Minakshi Raj, MPH; Jodyn E. Platt, PhD, MPH; and Adam S. Wilk, PhD
Rapidly advancing health information technologies are changing the nature of team-based care; there is a critical need to examine how trust functions in contemporary team-based care.
Trust Is Situational

Defining and measuring trust requires recognizing that it is situational (eg, a physician may trust a trainee in some contexts or to perform some tasks but not others). In different contexts or situations, different dimensions of trust may be more relevant; thus, we need to better understand the role of context in trust to construct meaningful measures. Additionally, when empirical researchers use measures of trust to examine its driving factors or its impact on care processes or patient outcomes, they must account for important features of the study’s context to ensure that inferences are appropriate.

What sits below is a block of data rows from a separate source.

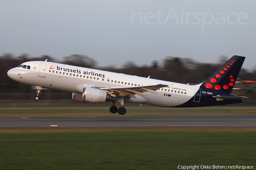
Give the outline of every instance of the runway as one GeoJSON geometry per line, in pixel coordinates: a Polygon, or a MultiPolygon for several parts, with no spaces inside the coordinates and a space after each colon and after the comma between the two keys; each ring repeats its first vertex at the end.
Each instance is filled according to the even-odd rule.
{"type": "Polygon", "coordinates": [[[256,128],[256,116],[0,118],[0,128],[256,128]]]}

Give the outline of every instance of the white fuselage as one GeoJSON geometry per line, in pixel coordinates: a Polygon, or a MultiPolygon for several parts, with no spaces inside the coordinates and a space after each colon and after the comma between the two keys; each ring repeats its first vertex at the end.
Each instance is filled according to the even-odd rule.
{"type": "MultiPolygon", "coordinates": [[[[28,85],[80,94],[82,92],[77,87],[82,83],[84,86],[85,84],[87,87],[109,88],[173,83],[47,61],[29,61],[22,64],[30,66],[30,69],[28,69],[27,66],[26,69],[14,68],[8,71],[8,76],[15,81],[28,85]]],[[[161,88],[156,90],[158,94],[146,92],[144,92],[146,96],[136,95],[146,100],[147,101],[144,104],[172,107],[188,101],[199,88],[197,86],[175,83],[172,87],[161,88]]]]}

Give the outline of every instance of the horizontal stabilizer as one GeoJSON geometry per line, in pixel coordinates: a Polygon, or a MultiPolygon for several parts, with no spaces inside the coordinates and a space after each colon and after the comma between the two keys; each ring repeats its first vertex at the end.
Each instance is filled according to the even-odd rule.
{"type": "Polygon", "coordinates": [[[216,98],[216,99],[217,101],[218,100],[231,100],[232,99],[245,99],[249,98],[244,96],[222,96],[218,95],[217,95],[217,96],[212,97],[214,98],[216,98]]]}

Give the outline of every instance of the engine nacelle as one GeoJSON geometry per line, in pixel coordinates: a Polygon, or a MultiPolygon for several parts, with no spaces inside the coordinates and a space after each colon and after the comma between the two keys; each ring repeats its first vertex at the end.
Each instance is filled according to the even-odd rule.
{"type": "Polygon", "coordinates": [[[106,91],[91,87],[85,87],[83,91],[82,98],[86,102],[102,103],[106,101],[107,95],[106,91]]]}
{"type": "Polygon", "coordinates": [[[79,93],[72,93],[72,99],[81,102],[84,102],[83,100],[83,95],[79,93]]]}

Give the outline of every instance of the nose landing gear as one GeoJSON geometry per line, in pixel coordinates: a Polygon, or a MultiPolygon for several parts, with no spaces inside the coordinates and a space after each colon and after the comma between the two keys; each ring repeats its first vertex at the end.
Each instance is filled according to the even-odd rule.
{"type": "Polygon", "coordinates": [[[41,92],[42,91],[42,88],[38,86],[36,86],[36,88],[37,89],[37,95],[36,95],[34,97],[34,99],[36,101],[38,101],[39,100],[39,95],[41,94],[41,92]]]}

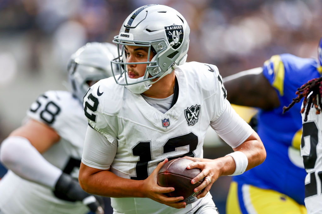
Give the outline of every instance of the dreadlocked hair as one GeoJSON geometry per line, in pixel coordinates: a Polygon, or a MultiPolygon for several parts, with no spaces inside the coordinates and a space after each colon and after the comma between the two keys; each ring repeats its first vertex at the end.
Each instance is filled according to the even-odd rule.
{"type": "Polygon", "coordinates": [[[311,109],[310,107],[312,104],[316,109],[316,114],[317,115],[319,114],[321,112],[321,107],[322,107],[322,101],[320,98],[321,95],[322,95],[322,77],[309,81],[301,86],[301,88],[298,88],[298,91],[295,94],[298,95],[297,97],[293,98],[293,101],[287,107],[284,106],[283,107],[283,113],[285,113],[291,108],[295,103],[299,102],[304,97],[304,100],[303,100],[303,107],[300,112],[301,114],[304,112],[307,103],[308,107],[307,108],[306,111],[305,111],[305,117],[304,121],[306,121],[308,120],[308,115],[311,109]],[[308,102],[308,96],[311,91],[312,92],[311,95],[312,98],[310,99],[308,102]],[[318,99],[318,103],[317,99],[317,95],[319,95],[320,98],[318,99]],[[320,108],[319,108],[319,107],[320,107],[320,108]]]}

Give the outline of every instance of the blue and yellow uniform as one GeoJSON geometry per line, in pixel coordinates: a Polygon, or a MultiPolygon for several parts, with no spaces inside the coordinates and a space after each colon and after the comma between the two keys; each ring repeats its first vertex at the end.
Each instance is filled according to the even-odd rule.
{"type": "Polygon", "coordinates": [[[314,59],[284,54],[272,56],[263,68],[263,75],[276,90],[280,105],[259,112],[257,132],[266,149],[266,159],[233,177],[227,213],[306,213],[306,173],[299,150],[301,104],[284,114],[283,107],[297,96],[298,88],[320,77],[321,68],[314,59]]]}

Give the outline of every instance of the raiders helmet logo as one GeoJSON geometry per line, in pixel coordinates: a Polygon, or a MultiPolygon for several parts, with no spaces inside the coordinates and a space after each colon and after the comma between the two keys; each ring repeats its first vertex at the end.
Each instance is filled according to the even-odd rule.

How HIT modifies trust dynamics in provider teams can also be situational. For example, in an emergency department with little time for interpersonal interactions, EHRs and patient monitoring tools could be helpful for accessing patient information quickly and may not meaningfully affect providers’ trust relationships. In contexts like oncology care, in which teams provide care over an extended period of time, communication via HIT may inhibit trust building by limiting social interactions that promote familiarity and comfort among team members.

Trust May Be Violated

We also know little about the principal causes and implications of violations of trust and how the nature of these violations may affect downstream provider interactions (including approaches to rebuilding trust). Disrespectful challenging by fellow providers, bullying, and dishonesty are some examples of behaviors that may lead to mistrust or distrust within care teams.6 In our developing work, physicians described violations of trust stemming from misuse of the EHR (eg, copying and pasting template data over several days without updates) leading to complications or delays in patient care due to inaccuracy.18 Further, patterns of delayed or absent responses to EHR communications could have both direct effects (eg, clinical decision making based on inaccurate patient information, negative patient outcomes) and indirect effects through mechanisms of bidirectionally violated trust. For instance, not receiving a response through the EHR may be perceived differently from not receiving a response by phone, perhaps because of the expectations that the EHR should expedite communication and improve coordination overall.

Trust Can Be Rebuilt

A trustor may be willing to rebuild trust in some instances of violation but not others; for example, violated trust resulting in a tragic patient outcome may be handled differently from a violation resulting only in care task redundancies (eg, due to confusion about EHR documentation). Empirical studies of violations and rebuilding of trust should be approached via both cross-sectional and longitudinal studies so that we can gain an understanding of the dynamic nature of trust over time.5,6 We need to learn more about (1) when and why one decides to rebuild trust, (2) alternative approaches to rebuilding trust once it is violated and how HIT may enable or disable these approaches, (3) implications of violations of trust in the longer term, and (4) costs of rebuilding trust to prevent these outcomes.

Implications of Trust

There is a need to examine the downstream impacts of trust (and mistrust) on patient care, patient outcomes, and provider well-being measures such as burnout, job satisfaction, and turnover.12,13,22,23 We also need to learn more about the longer-term implications of trust when HIT is used to manage relationships or coordinate care. For example, current medical trainees practice medicine exclusively in a context that includes HIT, whereas providers who also practiced medicine prior to the advent of HIT may be more inclined to supplement HIT use with in-person interactions. Consequently, older and younger physicians may build trust and collaborate in team-based care settings differently. Moreover, when trust is violated in these circumstances, preferred approaches for rebuilding trust may vary across care team members, slowing its rebuilding. On the other hand, the advent of HIT may have improved collective trust because of its transparency or its capacity to hasten the production of knowledge and support the use of evidence-based treatment to improve clinical outcomes.

Conclusions

As long as HIT continues to evolve rapidly, providers’ use of HIT will evolve likewise. It is critical that we continue to study these developments to optimize providers’ communication and collaboration in the context of team-based care. Future research can draw on qualitative methods to identify how HIT influences trust dynamics between physicians and other providers and the rebuilding of trust following violations. These studies can also inform the development of quantitative surveys and new, multidimensional, contextually relevant measures of trust among care team providers. Such measures could be used to examine both organizational and provider-level factors that foster trust and the relationship between trust and patient outcomes.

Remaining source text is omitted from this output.